06 Nov 2017 Naomi Pratt 
Photo of blue sky and sun
(Courtesy: iStock/ELyrae)

There may still be a glimmer of hope for achieving the most ambitious warming target of 1.5 °C but it requires dramatic strengthening of current pledges. Modelling projections from both the US and a University of Oxford, UK, partnership indicate that meeting the Paris Agreement goal of “well-below 2 °C” means deep near-term curtailing of carbon dioxide and short-lived “super-pollutants”, as well as some degree of atmospheric carbon removal.

Veerabhadran Ramanathan of the Scripps Institute of Oceanography, US, and Yangyang Xu, now at Texas A&M University, focused on the top 1-in-20 low-probability, high impact (LPHI) model outcomes often ignored by other studies. This required a new “unknown” category for climate risk above 5 °C, including existential threats to humanity and widespread species extinctions associated with temperatures not seen on Earth for at least 20 million years.

Avoiding “dangerous” warming, greater than 1.5 °C, is not possible without aggressive fossil fuel reductions and an immediate curtailing of super-pollutants, the authors stress. These include methane, hydrofluorocarbons (HFCs), tropospheric ozone and black carbon, and are already subject to independent regulation due to their impacts on human health.

If global emissions remain unchecked, there is a significant chance warming could reach catastrophic levels by mid-century. Under these conditions three-quarters of the worlds’ population could be exposed to deadly heat stress, and numerous tipping points in the climate system could be reached, bringing irreversible changes.

To stay below 1.5 °C, the Nature Geoscience study, led by Richard Millar, estimates a limit on cumulative global carbon dioxide emissions after 2015 of 200 Gigatonnes of carbon. This represents a marked increase from the IPCC Fifth Assessment Report, which suggested a ceiling of 615 GtC; the total burned already amounts to 545 GtC.

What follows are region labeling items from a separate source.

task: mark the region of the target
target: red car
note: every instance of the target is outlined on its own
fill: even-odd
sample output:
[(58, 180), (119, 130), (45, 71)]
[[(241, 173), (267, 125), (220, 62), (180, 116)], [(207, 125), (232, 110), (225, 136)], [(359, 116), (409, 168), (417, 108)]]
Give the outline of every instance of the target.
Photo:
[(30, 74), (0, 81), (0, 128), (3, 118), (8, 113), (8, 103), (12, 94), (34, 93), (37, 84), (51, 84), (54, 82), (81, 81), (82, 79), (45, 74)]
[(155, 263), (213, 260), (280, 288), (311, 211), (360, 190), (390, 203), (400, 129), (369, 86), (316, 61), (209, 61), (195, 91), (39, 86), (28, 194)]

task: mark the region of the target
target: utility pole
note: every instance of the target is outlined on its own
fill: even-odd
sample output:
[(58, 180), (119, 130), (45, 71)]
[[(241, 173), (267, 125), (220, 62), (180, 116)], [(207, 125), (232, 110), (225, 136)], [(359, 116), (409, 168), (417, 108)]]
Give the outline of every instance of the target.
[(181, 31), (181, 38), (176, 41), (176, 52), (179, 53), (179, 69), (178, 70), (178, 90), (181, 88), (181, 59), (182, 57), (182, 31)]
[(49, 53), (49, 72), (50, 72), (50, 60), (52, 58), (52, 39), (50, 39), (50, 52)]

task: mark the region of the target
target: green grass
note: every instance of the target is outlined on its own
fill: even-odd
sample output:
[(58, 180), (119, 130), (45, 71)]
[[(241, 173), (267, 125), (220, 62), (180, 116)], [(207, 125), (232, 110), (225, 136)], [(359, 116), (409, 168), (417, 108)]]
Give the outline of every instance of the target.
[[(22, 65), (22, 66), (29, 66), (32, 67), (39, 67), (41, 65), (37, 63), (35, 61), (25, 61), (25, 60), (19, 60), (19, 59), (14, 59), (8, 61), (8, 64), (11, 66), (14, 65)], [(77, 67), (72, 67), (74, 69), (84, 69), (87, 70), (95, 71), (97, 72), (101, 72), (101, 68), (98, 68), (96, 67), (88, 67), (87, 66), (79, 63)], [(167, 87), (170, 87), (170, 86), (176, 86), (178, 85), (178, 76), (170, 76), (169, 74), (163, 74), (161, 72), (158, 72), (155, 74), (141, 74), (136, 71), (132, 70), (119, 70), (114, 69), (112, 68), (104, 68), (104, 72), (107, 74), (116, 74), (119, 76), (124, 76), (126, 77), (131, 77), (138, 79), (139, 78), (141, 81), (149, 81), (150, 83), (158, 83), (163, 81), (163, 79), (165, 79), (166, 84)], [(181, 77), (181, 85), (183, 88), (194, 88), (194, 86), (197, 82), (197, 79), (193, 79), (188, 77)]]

Xu and Ramanathan advised a 2060–70 target for global carbon neutrality, using both energy intensity reduction and decarbonization. This alone would yield a 50% chance of staying below 2°C of warming, avoiding likely catastrophic climate change.

Although the challenge is great, the authors of both studies emphasize that many of the technologies needed already exist. What’s more, a fall in emissions from both the US and China, as well as an increase in renewable energy production, contributed to a near-zero growth rate worldwide in 2015.

In PNAS, Xu and Ramanathan consider the implementation of carbon extraction and sequestration – essential to adequately mitigate LPHI warming. Many technologies are on the horizon, such as carbon capture from bioenergy, but none have been effectively scaled, and the authors warn that “major breakthroughs are needed”.

complementary report delivered to the UN as part of Climate Week NYC 2017 expanded this “three-lever” mitigation strategy, along with a more detailed analysis of the implications for society. It was produced as part of a wider collaboration, the Committee to Prevent Extreme Climate Change, which Ramanathan chairs alongside Nobel Prize winner Mario Molina and Durwood Zaelke, who leads the Institute for Governance and Sustainable Development.